Many of today's marketing strategies focus on personalizing attention to prospects and creating a customized experience for everyone who interacts with your digital assets. These tailored connections are accomplished by gathering lots of data and segmenting audiences based on needs and stages of the buyer's journey.
B2B account-based marketing perfects this idea by creating audience segments that consist of a single target.
What is B2B Account Based Marketing?
Account-based marketing (ABM) treats each prospect as if they were a market of their own. While this approach might not make sense for companies with thousands of opportunities, it's perfect for enterprise-level sales in the B2B space. It's also the right choice for companies who are seeking a few large anchor accounts and want to supplement the rest with traditional inbound leads.
ABM focuses on engagement with the organization, rather than with just one contact. B2B marketing often requires you to interact with several stakeholders within a company before you can close a deal.
With ABM, you identify a target company, and then do research to determine who critical contacts are, what the company culture is, and how your solutions will fit. From there, you build a strategy and create content just for this prospect company, keeping individual contacts in mind while still targeting the entire organization.
Kissmetrics describes it as the sniper's way of marketing: precise, targeted and accurate.
Why B2B Tech Companies Should Consider ABM
One of the main reasons for choosing B2B account-based marketing is that tech companies often have a limited number of prospects available. Unlike some B2B companies with thousands of options, or consumer-facing businesses with millions of options, focusing on a finite consumer base requires a bit more finesse.
Here are a few more reasons to consider account-based marketing:
- Straightforward ROI. First, when you're pursuing one lead, measuring your return on investment is simpler. Plus, you're likely to be happy with that number: 85 percent of marketers said ABM delivers a higher ROI than other approaches.

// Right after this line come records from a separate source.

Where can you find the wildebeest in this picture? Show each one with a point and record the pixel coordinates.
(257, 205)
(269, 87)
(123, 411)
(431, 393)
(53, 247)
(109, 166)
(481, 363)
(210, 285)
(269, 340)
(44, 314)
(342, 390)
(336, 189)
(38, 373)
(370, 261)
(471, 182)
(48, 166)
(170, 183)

- Optimized Resources. When you're not focusing your efforts on a broader market, you can dedicate your resources only to those who show promise from the start. That means your risk is reduced along with unnecessary resources spent on casting a wide net.
- Your Clients Will Like It. Account-based marketing still relies on the fundamentals of inbound marketing — avoiding the hard sell until the timing is right — while still showing that you've done your homework. For your clients, this is the perfect balance of personalized attention and self-directed research.
- Aligning With Sales is Easier. No matter which method of marketing you employ, when sales and marketing work together, the results will always be better. Marketers using ABM work alongside sales to keep strategies and initiatives aligned. The result is greater strength within both departments.
Plus, B2B account-based marketing works. As always, the proof is in the pudding. Here are just a few numbers to back up that claim:
- According to one survey, 97 percent of marketers reported ABM had a higher ROI than other marketing activities.
- The number of people involved in a major B2B tech purchase has gone up from 5 to 7 people. ABM allows you to incorporate each critical contact in a personalized way while still pursuing the company as a whole.
- Almost 85 percent of marketers said ABM helped them retain and expand existing relationships significantly.
What's Old is New Again
The designation of B2B account-based marketing as an individual tactic has only been around for a few years. However, the concepts behind it are a tribute to the tried-and-true method of making connections, building relationships and courting promising leads with individual attention. What's new is applying modern technology to make the process efficient, and using inbound methodology to put the customer in the driver's seat.
The result is greater marketing success for B2B tech companies that rely on landing big accounts to stay afloat.